Comment 11 Conrad Meyer freebsd_committer freebsd_triage 2022-03-09 22:37:05 UTC
(In reply to Olivier Certner from comment #10)
> ip_reass_init

Cool.  Yeah, I suspect the hash seed could be initialized later in boot.

> I'll try to pursue that

Awesome!

> I'll report about experiments here.

Thanks.  Here is fine, or feel free to reach out to me or csprng@ directly.  Either way.
Comment 12 Olivier Certner freebsd_committer freebsd_triage 2022-03-17 23:10:49 UTC
FYI, the stacks to all calls to arc4rand(om) (omitted) I see at boot on a custom kernel (which resembles GENERIC, but notably rules out IPv6):

__stack_chk_init
vnet_register_sysinit -> domain_init -> ip_init -> ipreass_init
vnet_register_sysinit -> domain_init -> tcp_init -> syncache_init
vnet_register_sysinit -> domain_init -> tcp_init -> tcp_hc_init
vnet_register_sysinit -> domain_init -> tcp_init -> tcp_fastopen_init
vnet_register_sysinit -> ipid_sysinit
fork_trampoline -> fork_exit -> start_init -> vfs_mountroot -> vfs_mount_alloc
fork_trampoline -> fork_exit -> start_init -> kern_execve -> exec_copyout_strings

After patching all these occurences, the system finishes booting and seems functional.
Comment 13 Olivier Certner freebsd_committer freebsd_triage 2022-03-18 00:06:18 UTC
This is on a relatively recent 13-STABLE. I'll repeat this process with CURRENT's GENERIC kernel when possible.

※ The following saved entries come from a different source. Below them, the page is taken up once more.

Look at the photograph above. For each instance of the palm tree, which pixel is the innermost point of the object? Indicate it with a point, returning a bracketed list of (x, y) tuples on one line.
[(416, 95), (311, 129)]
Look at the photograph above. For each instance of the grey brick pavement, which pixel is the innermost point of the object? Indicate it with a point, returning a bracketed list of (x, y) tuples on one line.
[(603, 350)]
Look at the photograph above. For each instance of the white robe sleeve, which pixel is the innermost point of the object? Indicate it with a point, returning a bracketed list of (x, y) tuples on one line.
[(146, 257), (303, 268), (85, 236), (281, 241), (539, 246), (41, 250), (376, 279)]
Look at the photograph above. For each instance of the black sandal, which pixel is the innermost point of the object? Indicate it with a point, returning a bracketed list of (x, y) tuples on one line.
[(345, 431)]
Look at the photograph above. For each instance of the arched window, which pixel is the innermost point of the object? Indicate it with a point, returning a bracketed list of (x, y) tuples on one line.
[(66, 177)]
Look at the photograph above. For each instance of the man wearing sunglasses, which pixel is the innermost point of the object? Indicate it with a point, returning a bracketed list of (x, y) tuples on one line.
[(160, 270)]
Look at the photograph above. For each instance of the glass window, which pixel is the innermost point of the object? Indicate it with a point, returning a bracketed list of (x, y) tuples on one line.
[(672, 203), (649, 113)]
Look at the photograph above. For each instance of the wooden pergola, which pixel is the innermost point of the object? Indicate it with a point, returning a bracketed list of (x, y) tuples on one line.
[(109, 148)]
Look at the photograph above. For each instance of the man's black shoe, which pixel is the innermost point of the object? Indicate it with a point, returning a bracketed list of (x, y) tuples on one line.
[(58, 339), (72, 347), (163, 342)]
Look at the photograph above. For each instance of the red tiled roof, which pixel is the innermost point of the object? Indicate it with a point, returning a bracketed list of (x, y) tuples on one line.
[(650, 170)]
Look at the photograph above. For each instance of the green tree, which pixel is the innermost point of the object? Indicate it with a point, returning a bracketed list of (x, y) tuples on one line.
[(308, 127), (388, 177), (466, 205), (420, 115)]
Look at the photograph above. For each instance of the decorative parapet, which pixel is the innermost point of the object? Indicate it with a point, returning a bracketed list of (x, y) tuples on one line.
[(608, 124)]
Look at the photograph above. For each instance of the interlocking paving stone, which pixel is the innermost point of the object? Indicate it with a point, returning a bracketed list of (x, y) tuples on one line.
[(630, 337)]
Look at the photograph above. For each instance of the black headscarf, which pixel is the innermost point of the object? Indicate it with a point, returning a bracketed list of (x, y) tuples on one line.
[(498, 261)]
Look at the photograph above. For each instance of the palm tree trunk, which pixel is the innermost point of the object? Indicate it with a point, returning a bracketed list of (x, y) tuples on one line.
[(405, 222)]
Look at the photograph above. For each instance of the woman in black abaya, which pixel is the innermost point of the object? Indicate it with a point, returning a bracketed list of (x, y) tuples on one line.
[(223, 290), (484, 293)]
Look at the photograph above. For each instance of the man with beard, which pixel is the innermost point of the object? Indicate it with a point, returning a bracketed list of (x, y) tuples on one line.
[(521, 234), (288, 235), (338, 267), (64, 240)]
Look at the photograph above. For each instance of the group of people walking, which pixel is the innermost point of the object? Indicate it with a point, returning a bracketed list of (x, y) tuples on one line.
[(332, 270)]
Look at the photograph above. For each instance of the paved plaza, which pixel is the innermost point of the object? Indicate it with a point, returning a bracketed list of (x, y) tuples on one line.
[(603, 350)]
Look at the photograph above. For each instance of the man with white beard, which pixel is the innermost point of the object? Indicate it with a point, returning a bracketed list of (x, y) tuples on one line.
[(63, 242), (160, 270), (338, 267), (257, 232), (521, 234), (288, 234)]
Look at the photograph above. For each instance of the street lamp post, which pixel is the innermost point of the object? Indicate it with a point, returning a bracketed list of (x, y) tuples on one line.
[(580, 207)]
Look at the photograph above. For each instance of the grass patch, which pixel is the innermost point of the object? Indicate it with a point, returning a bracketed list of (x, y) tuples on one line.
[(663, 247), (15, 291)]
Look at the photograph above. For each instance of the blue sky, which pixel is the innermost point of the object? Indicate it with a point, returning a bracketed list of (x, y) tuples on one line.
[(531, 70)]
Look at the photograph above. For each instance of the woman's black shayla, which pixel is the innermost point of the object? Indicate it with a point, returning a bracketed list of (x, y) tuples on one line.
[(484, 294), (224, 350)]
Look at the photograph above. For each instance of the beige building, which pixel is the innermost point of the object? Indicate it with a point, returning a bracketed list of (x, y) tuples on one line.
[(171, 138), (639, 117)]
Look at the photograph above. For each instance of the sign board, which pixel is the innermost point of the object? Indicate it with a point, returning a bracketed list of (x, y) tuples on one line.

I'm wondering if it is possible, or even desirable, to initialize the seeds later on. I've not taken the time yet to figure out at which point in the boot TCP connections may be established, and I'm not sure it's not before KICK_SCHEDULER. Moreover, splitting the initialization code is a cognitive burden, so it would be best to avoid it (if possible).

The last two stacks above correspond to random values that are generated each time a new FS is mounted/a process started. They happen after KICK_SCHEDULER. However, in my tests, I introduced code to make the kernel panic if, on the first call to the random dev, seeding doesn't happen within 10s (to catch the earlier stacks, where anyway no harvesting takes place, so the random calls block indefinitely). And I got panics indeed for these two stacks as well, so entropy isn't accumulating "fast enough" (would be interesting to see how long the calls would block before enough entropy is available; waiting tens of seconds might be tolerable at boot in some scenarios, but probably not much more).

If some entropy source could be made available very early, all these considerations and problems would be avoided.
Comment 14 Conrad Meyer freebsd_committer freebsd_triage 2022-03-18 03:55:05 UTC
Hey Olivier, this is great.  I think it's unlikely we need TCP connections before the scheduler is up.  Splitting the initialization code is not especially burdensome either.

> If some entropy source could be made available very early, all these considerations and problems would be avoided.

As mentioned briefly in comment #4, we could attempt to poll available random sources on demand, before the scheduler comes up.  This only works for builtin sources or drivers loaded by loader, though.